Virginia

Virginia school district sends 2nd graders videos reviling police, telling them to get into 'good trouble': 'I feel safe when there are no police'

Virginia school district sends 2nd graders videos reviling
police, telling them to get into 'good trouble': 'I feel safe when
there are no police' 1

A progressive Virginia school district recently sent videos to second-grade students that vilified police and encouraged students to get into “good trouble” as a part of its summer instruction.

What are the details?

Fairfax County Public Schools included links to video readings from a YouTube channel called “Woke Kindergarten” in its 2021 “Summer Learning Guide” for second graders, reported the watchdog group Parents Defending Education.

In the “Suggested Texts” portion of the guide, the school district listed two controversial links: “Safe by Ki” and “Good Trouble by Ki.”

The first video, “Safe,” features a series of slides showing young black people, some of them displaying Black Lives Matter signs.

“We all deserve to feel safe,” the book’s narration begins. It goes on to list several areas where people ought to feel safe and stress the importance of feeling safe, generally. Then finally, it arrives at its concluding point.

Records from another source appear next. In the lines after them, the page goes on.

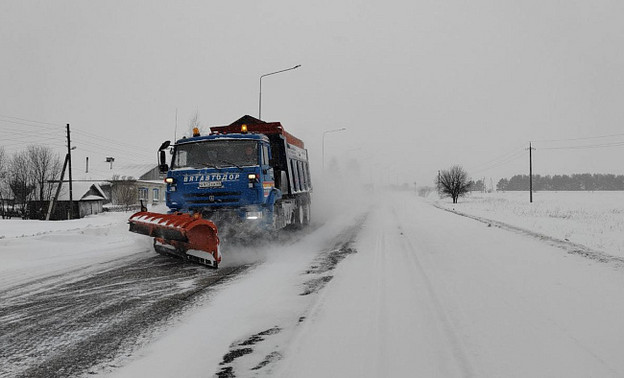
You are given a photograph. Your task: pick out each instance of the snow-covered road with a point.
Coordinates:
(433, 294)
(401, 289)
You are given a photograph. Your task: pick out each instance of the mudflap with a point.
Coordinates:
(180, 234)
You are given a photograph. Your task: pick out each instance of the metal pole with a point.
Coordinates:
(530, 174)
(260, 94)
(71, 198)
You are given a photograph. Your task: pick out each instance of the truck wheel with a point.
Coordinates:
(306, 214)
(299, 221)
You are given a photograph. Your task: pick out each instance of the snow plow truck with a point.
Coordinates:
(247, 178)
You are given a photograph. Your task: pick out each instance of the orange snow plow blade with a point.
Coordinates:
(185, 235)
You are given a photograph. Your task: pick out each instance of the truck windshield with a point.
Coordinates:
(216, 154)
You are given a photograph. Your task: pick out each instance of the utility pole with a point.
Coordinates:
(530, 173)
(58, 189)
(71, 198)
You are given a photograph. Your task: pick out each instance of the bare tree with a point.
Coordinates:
(45, 166)
(4, 185)
(21, 180)
(454, 182)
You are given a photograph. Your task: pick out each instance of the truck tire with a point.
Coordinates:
(306, 214)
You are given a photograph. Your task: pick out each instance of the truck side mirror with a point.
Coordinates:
(163, 167)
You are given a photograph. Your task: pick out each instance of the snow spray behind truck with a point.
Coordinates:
(248, 177)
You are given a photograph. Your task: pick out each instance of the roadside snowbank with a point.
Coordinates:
(593, 219)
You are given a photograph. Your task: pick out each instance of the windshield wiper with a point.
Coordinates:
(229, 162)
(210, 165)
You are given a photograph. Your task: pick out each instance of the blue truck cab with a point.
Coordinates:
(250, 174)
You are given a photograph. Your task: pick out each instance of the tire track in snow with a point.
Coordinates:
(444, 320)
(58, 327)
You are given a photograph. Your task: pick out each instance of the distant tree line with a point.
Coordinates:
(26, 176)
(574, 182)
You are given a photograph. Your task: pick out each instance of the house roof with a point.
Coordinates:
(101, 171)
(82, 191)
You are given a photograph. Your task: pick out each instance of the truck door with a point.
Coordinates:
(268, 181)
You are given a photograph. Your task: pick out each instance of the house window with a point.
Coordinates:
(143, 194)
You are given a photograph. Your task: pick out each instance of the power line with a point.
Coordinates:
(602, 145)
(31, 121)
(580, 138)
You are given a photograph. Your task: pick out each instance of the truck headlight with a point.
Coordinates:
(254, 215)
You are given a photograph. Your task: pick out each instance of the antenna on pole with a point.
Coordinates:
(530, 173)
(175, 131)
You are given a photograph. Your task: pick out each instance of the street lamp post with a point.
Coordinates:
(260, 96)
(327, 132)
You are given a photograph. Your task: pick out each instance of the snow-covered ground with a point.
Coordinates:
(421, 291)
(592, 219)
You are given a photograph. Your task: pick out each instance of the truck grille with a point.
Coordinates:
(213, 197)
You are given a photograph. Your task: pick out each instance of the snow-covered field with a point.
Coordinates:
(420, 292)
(592, 219)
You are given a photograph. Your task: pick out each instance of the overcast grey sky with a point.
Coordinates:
(419, 85)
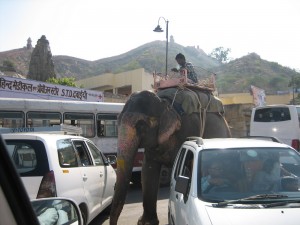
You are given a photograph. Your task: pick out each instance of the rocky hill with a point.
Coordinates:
(235, 76)
(239, 74)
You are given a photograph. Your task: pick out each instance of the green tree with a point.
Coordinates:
(220, 54)
(67, 81)
(295, 85)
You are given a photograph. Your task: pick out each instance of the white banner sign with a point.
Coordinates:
(11, 87)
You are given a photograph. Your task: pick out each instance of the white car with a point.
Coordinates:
(57, 165)
(231, 181)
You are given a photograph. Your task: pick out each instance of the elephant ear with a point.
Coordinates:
(169, 123)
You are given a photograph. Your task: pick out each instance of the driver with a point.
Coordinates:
(215, 177)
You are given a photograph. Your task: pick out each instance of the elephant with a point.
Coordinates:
(150, 121)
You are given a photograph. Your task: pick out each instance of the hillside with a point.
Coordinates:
(239, 74)
(235, 76)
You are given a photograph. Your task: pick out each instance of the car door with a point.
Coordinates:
(109, 174)
(92, 177)
(184, 167)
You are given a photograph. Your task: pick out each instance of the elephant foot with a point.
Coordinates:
(143, 221)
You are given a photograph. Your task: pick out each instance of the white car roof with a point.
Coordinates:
(40, 136)
(220, 143)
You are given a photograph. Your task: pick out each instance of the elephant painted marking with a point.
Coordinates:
(150, 122)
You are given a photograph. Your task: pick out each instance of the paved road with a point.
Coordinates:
(133, 208)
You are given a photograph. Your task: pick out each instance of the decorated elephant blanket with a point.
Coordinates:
(189, 101)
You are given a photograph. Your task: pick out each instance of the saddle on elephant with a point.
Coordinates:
(180, 79)
(187, 97)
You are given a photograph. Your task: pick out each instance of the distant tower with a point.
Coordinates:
(29, 46)
(41, 65)
(172, 39)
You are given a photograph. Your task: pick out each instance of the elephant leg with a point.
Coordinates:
(150, 185)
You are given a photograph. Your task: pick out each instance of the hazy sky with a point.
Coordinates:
(96, 29)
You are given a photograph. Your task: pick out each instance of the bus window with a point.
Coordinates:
(107, 125)
(275, 114)
(12, 119)
(83, 120)
(43, 119)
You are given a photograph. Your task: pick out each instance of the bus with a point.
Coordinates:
(98, 120)
(279, 121)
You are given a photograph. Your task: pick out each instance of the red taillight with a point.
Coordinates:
(296, 144)
(47, 188)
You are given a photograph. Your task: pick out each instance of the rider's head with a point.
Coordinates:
(180, 59)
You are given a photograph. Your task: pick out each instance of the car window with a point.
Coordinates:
(66, 153)
(179, 163)
(83, 154)
(241, 172)
(29, 157)
(96, 154)
(188, 164)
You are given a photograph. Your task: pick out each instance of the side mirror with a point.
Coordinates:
(182, 185)
(111, 159)
(57, 211)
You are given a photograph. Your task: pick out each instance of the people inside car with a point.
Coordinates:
(215, 177)
(289, 183)
(268, 178)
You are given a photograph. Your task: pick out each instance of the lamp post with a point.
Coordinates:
(158, 29)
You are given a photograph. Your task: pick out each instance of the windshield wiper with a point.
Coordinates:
(253, 197)
(274, 204)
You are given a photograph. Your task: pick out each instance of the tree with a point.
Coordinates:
(295, 84)
(220, 54)
(67, 81)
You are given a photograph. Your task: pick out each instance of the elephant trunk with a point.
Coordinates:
(128, 143)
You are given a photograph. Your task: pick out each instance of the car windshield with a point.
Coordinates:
(229, 174)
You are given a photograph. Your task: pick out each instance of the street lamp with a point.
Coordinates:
(158, 29)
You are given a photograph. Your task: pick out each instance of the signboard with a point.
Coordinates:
(11, 87)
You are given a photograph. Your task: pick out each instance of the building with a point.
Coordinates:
(117, 87)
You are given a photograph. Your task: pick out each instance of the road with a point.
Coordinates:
(133, 208)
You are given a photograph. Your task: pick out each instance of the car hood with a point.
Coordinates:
(253, 215)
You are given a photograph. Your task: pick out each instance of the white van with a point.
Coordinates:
(57, 165)
(280, 121)
(227, 181)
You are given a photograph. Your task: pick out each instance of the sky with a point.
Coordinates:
(96, 29)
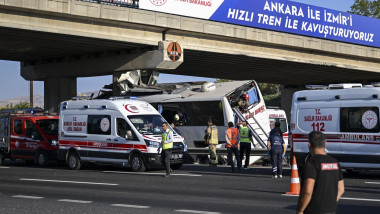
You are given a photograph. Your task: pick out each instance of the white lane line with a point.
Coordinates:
(27, 197)
(345, 198)
(372, 182)
(151, 173)
(196, 211)
(71, 182)
(130, 206)
(75, 201)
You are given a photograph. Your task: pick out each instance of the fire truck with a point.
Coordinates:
(30, 135)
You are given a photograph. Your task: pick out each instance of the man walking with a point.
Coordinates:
(277, 148)
(211, 138)
(323, 181)
(167, 146)
(232, 144)
(245, 143)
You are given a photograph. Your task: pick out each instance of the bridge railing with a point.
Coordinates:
(121, 3)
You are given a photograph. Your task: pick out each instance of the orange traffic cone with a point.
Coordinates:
(295, 186)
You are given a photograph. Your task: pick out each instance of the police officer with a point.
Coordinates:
(167, 146)
(211, 138)
(277, 149)
(245, 143)
(232, 144)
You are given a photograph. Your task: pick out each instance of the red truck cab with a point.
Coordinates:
(31, 137)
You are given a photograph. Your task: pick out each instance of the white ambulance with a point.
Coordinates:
(349, 116)
(115, 131)
(279, 115)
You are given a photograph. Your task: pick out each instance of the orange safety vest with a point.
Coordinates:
(232, 134)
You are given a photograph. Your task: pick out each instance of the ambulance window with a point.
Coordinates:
(359, 119)
(99, 124)
(124, 129)
(31, 131)
(17, 126)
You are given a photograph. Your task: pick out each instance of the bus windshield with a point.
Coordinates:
(147, 124)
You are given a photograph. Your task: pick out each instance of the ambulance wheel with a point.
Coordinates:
(176, 166)
(137, 163)
(41, 159)
(73, 161)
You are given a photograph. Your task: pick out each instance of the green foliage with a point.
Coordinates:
(366, 8)
(19, 105)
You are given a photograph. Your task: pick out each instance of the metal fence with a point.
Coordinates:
(121, 3)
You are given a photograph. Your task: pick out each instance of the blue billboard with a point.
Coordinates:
(278, 15)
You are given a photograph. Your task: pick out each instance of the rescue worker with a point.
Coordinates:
(277, 148)
(167, 146)
(232, 144)
(276, 127)
(245, 143)
(323, 184)
(211, 138)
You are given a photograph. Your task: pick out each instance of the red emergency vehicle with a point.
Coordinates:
(32, 137)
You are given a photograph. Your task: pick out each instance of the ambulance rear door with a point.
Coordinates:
(317, 116)
(360, 131)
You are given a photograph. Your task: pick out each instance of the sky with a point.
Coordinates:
(12, 85)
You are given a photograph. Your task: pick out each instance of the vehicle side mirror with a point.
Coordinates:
(129, 135)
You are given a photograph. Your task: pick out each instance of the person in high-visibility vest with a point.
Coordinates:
(211, 138)
(245, 143)
(232, 144)
(167, 146)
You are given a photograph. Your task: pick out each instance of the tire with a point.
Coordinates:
(176, 166)
(73, 161)
(137, 163)
(41, 159)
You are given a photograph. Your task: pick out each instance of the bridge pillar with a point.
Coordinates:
(287, 92)
(57, 90)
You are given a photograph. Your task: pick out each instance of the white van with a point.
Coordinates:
(349, 116)
(116, 131)
(279, 115)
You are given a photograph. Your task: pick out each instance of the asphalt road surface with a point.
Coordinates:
(193, 189)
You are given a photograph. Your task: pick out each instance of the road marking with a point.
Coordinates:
(196, 211)
(75, 201)
(345, 198)
(150, 173)
(130, 206)
(372, 182)
(27, 197)
(72, 182)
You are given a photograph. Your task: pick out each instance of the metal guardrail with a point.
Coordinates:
(121, 3)
(223, 151)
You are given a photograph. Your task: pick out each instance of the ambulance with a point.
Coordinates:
(279, 115)
(113, 131)
(349, 116)
(28, 136)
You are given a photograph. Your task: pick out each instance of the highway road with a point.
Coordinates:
(193, 189)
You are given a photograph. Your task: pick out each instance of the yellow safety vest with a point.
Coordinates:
(164, 138)
(244, 135)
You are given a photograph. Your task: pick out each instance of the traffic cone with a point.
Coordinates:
(295, 186)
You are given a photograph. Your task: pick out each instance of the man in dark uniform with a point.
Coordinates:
(277, 148)
(323, 183)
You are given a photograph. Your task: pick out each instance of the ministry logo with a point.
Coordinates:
(158, 2)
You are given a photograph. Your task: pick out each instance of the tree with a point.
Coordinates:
(366, 8)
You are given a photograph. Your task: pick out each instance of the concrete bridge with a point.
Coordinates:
(57, 41)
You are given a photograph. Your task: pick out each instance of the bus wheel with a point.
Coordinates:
(41, 159)
(137, 163)
(73, 161)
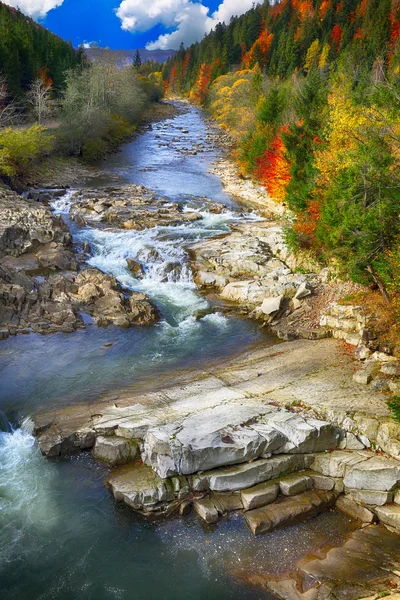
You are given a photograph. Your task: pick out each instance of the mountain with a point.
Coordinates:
(126, 57)
(28, 49)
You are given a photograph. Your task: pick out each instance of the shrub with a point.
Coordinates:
(21, 148)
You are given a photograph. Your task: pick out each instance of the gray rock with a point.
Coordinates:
(391, 368)
(135, 268)
(114, 451)
(351, 508)
(320, 482)
(390, 515)
(353, 443)
(226, 502)
(206, 510)
(139, 487)
(371, 497)
(336, 464)
(270, 306)
(377, 473)
(247, 475)
(303, 291)
(362, 377)
(260, 495)
(362, 353)
(295, 484)
(219, 437)
(289, 511)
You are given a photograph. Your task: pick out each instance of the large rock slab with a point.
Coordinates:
(377, 473)
(260, 495)
(139, 487)
(250, 474)
(206, 510)
(226, 436)
(114, 451)
(289, 511)
(390, 515)
(365, 560)
(349, 506)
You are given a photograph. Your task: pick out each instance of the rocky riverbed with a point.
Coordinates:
(275, 436)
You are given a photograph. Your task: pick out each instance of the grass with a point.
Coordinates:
(394, 405)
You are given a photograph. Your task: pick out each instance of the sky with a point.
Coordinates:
(130, 24)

“I feel safe when there are no police,” it says. “And it’s no one’s job to tell me how I feel. But it’s everyone’s job to make sure that people who are being treated unfairly feel safe too.”




Woke Kindergarten 60 Second Texts: Safe.

www.youtube.com

The second video, “Good Trouble,” attempts to teach 7-year-olds the value of civil disobedience as exemplified by the late Democratic Congressman John Lewis.

“Sometimes it’s good to get into trouble,” the narrator says. “John Lewis was a freedom fighter who got in a lot of good trouble … He knew that getting into good trouble would create unnecessary change, and necessary change has to happen in order for black and indigenous people to be free.”

During his 2020 speech in Selma, Alabama, commemorating Bloody Sunday, Lewis said, “Get in good trouble, necessary trouble, and redeem the soul of America,” National Review reported.

Parents Defending Education noted that the concept of civil disobedience might be confusing to second graders, especially when coupled with an anti-police message.




60 Second Text: Good Trouble

www.youtube.com

What else?

Over the last year, Fairfax County Public Schools has been at the forefront of the push to implement critical race theory and other progressive ideologies into classrooms.

The district has reportedly enacted policies requiring staff and faculty to use students’ preferred gender pronouns and has announced it would be “revising the existing Controversial Issues Policy and developing a new Anti-Racism, Anti-Bias Education Curriculum Policy.”

A Fairfax County official even spewed vitriol at parents speaking in opposition to critical race theory last month, saying, “Let them die.”

“Let them die,” she said. “Don’t let these uncomfortable people, don’t let these uncomfortable people deter us from our bold march forward.